景清和释放出自己的信息素,两股气味触碰缠绕,而他只是抬手按住花见裴的后颈毫不犹豫地朝后腰的腺体注入信息素,身下的人猛烈反抗也被他死死压住,尖牙咬破腺体不要命地拼命注射香甜的月姻花。
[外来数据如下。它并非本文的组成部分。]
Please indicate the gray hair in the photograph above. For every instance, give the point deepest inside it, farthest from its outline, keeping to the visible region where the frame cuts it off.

花见裴嗬嗬嘶哑着吼叫,抓住床单的手青筋全部隆起仿佛要撑开皮肤。
“……”
景清和看着后腰上的牙印舔了舔血,笑得肆意张扬,他手稍一卸力喉咙就被人掐住,天旋地转之后,他被人按着喉咙压在了床上,刚才的场景换个上下体位再次重现。
黑发弄乱了挡在眼前被他不在乎地吹走,黑色的耳环散落在一起,粉色的眼尾带着挑衅和勾引,桃花眼含着欲望,胜过桃花开。